His apparent lack of concern so enraged the vicar that he surged to his feet and stalked over to Ian’s side, glowering at his profile. “She told me you ruined Elizabeth Cameron’s reputation beyond recall,” he snapped bitterly. “She told me that you convinced that innocent girl – who’d never been away from her country home until a few weeks before meeting you – that she should meet you in a secluded cottage, and later in a greenhouse. She told me that the scene was witnessed by individuals who made great haste to spread the gossip, and that it was all over the city in a matter of days.

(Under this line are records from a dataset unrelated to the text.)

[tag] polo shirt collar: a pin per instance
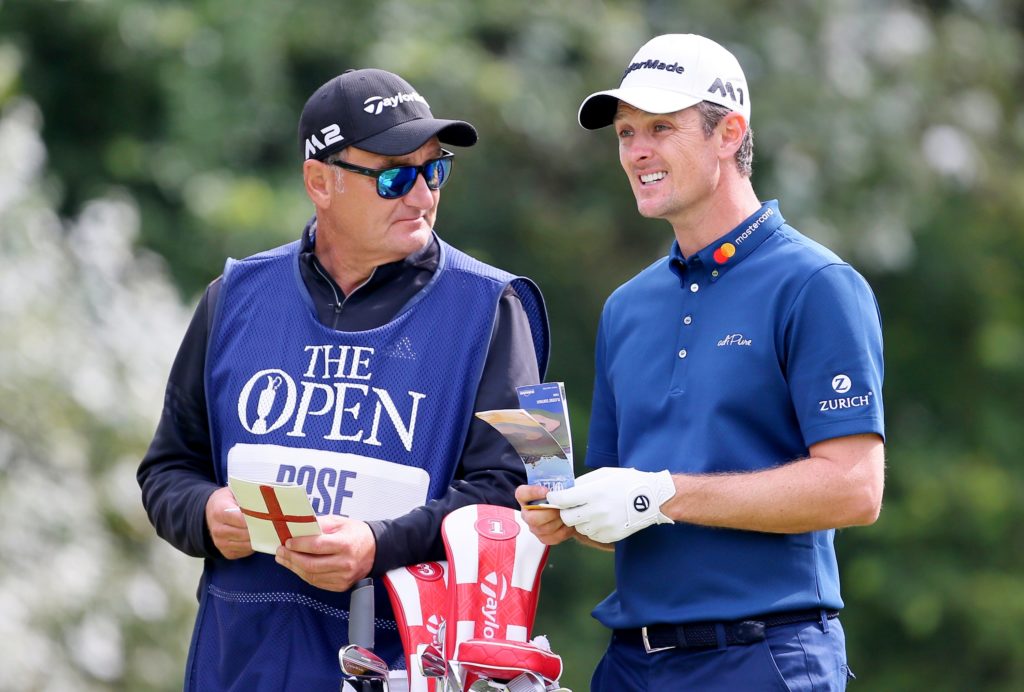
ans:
(729, 250)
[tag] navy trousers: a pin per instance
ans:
(791, 658)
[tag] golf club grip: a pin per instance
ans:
(360, 614)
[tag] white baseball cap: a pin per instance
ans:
(670, 73)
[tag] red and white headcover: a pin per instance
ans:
(419, 598)
(494, 579)
(504, 660)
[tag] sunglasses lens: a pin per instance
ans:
(436, 172)
(394, 182)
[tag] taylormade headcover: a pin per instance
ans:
(612, 503)
(419, 598)
(495, 568)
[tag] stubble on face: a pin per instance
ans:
(668, 160)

She told me Elizabeth’s fiancé heard of it and withdrew his offer because of you. When he did that, society assumed Elizabeth’s character must indeed be of the blackest nature, and she was summarily dropped by the
ton.
She told me that a few days later Elizabeth’s brother fled England to escape their creditors, who would have been paid off when Elizabeth made an advantageous marriage, and that he’s never returned.” With grim satisfaction the vicar observed the muscle that was beginning to twitch in Ian’s rigid jaw. “She told me the reason for Elizabeth’s going to London in the first place had been the necessity for making such a marriage – and that you destroyed any chance of that ever happening. Which is why that child will now have to marry a man you describe as a lecher three times her age!” Satisfied that his verbal shots were finding their mark, he fired his final, most killing round. “As a result of everything you have done, that brave, beautiful girl has been living in shamed seclusion for nearly two years. Her house, of which she spoke with such love, has been stripped of its valuables by creditors. I congratulate you, Ian. You have made an innocent girl into an impoverished leper! And all because she fell in love with you on sight. Knowing what I now know of you, I can only wonder what she saw in you!”

A muscle moved spasmodically in Ian’s throat, but he made no effort to defend himself to his enraged uncle. Bracing his hands on either side of the window, he stared out into the darkness, his uncle’s revelations pounding in his brain like a thousand hammers, combining with the torment of his own cruelty to Elizabeth the past few days.